Life Habits, Writing Tips

Breakdown Writing

A few years ago I began instigating a method that allowed me to be the most productive I’ve ever been. I think of it as breakdown writing. Writing is hard, and sometimes I really struggle. Not because I have writer’s block or too busy. But because I have a hard time just sitting and writing. At times, I get too caught up in thinking about the story and what happens that I don’t feel like I can get it written. However, the method I utilized helped with focus, efficiency, and the periodic case of writer’s block.

This concept has two parts to it. First by utilizing any five minute increment available. Next by just writing what has to happen next. What goes along with exercising these parts is the realization that the first draft will not be perfect, and you can always come back to fill in what isn’t quite right.

Especially at the beginning of November, you may want to practice greater efficiency. With NaNoWriMo, I can’t thing of any better reason to use breakdown writing this month.

Use Five Minutes

No one can write a novel in one sitting. The process is broken down into a number of writing times. Since the majority of us don’t have all the time in the world, and are actually quite busy in life, we have to breakdown writing moments into smaller or less frequent times. I argue that smaller is more efficient than less frequent.

Writing is an immersive activity, especially when writing something as long and complicated as a story. Longer increments of time between writing opportunities requires additional time to refresh and re-immerse in the story at each writing session. If writing daily, the story probably has not had time to leave your mind.

When I faithfully practiced breakdown writing, I spent the 5 minutes of time I had between getting ready for work and when I had to leave to write at least a sentence or two. While it may take a long time to write a story one sentence at a time, I was able to keep the story fresh in my mind. This actually helps in the development of the story since most development is in thinking rather than writing.

What Needs to Happen Next?

The second part this writing method of increased productivity involves asking one question.
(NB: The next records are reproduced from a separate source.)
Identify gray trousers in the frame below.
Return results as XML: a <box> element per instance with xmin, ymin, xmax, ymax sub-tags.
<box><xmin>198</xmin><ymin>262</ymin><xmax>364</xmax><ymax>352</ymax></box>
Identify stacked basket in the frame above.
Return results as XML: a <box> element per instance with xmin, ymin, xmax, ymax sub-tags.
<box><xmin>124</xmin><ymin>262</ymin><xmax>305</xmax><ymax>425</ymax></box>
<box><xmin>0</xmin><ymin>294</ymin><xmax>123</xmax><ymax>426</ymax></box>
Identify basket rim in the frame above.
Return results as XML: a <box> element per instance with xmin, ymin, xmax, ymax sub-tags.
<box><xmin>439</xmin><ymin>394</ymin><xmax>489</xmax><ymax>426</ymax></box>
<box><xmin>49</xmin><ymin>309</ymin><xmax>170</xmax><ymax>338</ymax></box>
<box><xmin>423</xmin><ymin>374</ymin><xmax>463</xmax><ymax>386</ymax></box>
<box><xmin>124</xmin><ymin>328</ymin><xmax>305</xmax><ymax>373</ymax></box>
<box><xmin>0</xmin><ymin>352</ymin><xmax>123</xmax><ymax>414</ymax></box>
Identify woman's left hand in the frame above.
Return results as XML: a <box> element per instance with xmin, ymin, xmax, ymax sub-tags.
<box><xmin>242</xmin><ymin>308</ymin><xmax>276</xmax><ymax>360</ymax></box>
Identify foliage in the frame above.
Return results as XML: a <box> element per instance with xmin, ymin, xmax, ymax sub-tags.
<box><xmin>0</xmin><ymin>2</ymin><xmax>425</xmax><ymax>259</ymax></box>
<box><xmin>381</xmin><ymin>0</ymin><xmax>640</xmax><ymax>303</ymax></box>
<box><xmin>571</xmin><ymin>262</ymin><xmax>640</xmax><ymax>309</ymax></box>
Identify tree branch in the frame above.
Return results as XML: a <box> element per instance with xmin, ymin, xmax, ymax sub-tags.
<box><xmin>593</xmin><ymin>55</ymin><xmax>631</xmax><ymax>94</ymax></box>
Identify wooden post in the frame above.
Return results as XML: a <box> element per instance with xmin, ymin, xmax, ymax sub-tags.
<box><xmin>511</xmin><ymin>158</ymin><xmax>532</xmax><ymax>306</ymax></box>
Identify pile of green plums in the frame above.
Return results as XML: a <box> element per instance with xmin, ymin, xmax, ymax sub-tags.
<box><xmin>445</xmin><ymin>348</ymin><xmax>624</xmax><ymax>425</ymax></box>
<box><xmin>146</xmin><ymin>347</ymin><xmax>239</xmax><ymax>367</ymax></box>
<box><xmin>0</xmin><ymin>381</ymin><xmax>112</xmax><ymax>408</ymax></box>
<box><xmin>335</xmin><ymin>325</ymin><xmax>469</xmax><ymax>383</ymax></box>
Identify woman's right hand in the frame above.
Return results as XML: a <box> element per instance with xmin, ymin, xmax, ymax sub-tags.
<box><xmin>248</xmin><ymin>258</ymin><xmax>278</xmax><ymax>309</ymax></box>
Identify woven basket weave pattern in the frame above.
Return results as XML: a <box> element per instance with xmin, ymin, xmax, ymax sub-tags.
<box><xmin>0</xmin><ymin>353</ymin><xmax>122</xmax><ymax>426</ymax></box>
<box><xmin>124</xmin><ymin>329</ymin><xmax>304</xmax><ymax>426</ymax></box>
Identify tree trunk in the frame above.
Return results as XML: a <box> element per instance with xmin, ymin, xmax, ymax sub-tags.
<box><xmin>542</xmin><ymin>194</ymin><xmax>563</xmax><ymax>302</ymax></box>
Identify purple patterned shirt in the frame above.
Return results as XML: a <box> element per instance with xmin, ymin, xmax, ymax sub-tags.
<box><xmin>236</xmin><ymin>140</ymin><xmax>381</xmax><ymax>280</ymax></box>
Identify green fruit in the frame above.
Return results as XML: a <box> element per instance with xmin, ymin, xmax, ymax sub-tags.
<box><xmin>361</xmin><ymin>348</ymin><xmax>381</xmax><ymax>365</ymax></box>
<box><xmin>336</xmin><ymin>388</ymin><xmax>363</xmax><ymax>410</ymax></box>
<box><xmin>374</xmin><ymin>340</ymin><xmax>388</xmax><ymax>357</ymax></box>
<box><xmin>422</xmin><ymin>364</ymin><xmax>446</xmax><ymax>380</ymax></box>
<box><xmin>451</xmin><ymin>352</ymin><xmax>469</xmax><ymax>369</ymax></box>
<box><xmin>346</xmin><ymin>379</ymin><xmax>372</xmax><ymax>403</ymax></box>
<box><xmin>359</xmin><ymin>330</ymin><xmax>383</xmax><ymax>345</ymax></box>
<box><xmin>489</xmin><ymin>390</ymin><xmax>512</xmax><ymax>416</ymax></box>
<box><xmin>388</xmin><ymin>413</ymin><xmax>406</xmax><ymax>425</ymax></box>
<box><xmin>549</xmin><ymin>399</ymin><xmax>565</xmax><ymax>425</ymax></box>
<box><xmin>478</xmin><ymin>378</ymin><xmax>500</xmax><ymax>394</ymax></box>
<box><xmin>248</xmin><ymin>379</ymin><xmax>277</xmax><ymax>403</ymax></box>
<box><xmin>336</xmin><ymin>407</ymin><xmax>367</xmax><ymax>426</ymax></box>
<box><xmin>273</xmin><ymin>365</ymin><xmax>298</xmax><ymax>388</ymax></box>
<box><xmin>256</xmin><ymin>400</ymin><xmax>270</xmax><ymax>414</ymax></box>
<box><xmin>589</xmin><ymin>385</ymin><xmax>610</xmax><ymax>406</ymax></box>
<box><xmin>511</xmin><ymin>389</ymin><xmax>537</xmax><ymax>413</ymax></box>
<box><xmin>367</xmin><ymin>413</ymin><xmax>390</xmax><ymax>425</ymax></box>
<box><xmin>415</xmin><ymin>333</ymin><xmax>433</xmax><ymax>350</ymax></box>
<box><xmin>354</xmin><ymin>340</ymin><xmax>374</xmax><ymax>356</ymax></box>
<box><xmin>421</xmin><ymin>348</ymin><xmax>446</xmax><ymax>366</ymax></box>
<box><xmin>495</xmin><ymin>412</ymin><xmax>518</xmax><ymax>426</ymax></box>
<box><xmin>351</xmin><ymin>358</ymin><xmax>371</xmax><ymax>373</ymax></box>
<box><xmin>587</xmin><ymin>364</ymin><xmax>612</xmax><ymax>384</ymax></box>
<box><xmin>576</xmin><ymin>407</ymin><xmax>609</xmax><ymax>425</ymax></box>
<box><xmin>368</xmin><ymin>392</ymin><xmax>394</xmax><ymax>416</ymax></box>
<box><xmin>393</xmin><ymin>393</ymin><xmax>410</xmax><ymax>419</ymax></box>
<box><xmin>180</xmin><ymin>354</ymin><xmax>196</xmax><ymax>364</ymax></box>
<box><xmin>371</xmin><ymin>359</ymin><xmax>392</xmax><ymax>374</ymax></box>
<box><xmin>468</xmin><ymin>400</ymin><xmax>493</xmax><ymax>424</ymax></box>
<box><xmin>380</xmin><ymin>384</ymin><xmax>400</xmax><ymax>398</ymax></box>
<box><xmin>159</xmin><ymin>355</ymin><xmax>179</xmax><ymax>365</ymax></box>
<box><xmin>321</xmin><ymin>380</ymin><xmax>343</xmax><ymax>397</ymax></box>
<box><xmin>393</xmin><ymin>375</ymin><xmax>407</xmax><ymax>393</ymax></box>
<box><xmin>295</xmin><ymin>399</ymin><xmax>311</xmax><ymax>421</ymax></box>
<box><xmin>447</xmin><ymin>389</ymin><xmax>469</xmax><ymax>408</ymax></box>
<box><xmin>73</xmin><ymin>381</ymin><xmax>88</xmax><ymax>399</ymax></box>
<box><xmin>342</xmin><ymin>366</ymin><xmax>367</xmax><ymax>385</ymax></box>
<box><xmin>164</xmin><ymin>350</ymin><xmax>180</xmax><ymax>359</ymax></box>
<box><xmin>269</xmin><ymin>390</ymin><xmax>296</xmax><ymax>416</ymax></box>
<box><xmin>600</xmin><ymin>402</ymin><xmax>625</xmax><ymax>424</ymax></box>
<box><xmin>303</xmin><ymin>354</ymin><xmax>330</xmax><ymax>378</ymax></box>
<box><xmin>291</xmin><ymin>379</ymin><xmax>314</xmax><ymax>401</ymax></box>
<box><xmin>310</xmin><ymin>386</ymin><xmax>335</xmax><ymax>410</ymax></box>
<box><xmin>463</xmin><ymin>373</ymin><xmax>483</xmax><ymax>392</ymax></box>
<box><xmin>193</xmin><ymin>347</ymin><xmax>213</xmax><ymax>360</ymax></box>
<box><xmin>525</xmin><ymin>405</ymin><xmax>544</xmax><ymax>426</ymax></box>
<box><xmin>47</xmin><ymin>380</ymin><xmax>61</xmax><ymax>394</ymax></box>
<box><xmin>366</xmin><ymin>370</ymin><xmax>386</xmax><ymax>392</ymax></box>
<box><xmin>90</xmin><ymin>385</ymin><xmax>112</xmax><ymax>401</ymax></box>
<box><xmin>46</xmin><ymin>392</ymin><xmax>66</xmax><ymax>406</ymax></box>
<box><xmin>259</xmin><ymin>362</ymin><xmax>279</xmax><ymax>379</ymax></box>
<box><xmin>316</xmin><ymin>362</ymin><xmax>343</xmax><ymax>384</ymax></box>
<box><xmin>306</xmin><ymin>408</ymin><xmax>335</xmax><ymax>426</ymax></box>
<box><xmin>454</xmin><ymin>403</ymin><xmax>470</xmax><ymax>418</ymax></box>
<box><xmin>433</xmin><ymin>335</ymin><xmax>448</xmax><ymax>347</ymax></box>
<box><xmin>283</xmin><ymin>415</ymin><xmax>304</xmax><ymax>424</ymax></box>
What needs to happen next? This question prompts the very next words to be written. The answer may involve a reaction of a character, or an event in the plot. But this has allowed me to focus on what needs to be written at that moment.

My mind is allowed to daydream about the rest of the story while I’m walking to work or otherwise available to think freely. But while I am at my computer or notebook, it is time to write the next moments of the story.

I generally reread the last paragraph or two that I wrote and then ask what needs to happen next. With the answer, I start writing. Periodically I don’t know all of the details, however, I write what I do know and then continue on. The purpose of this is to make progress and as you go further along, you are able to work out the details in the second and third drafts.

What helps you improve your efficiency in writing and creating?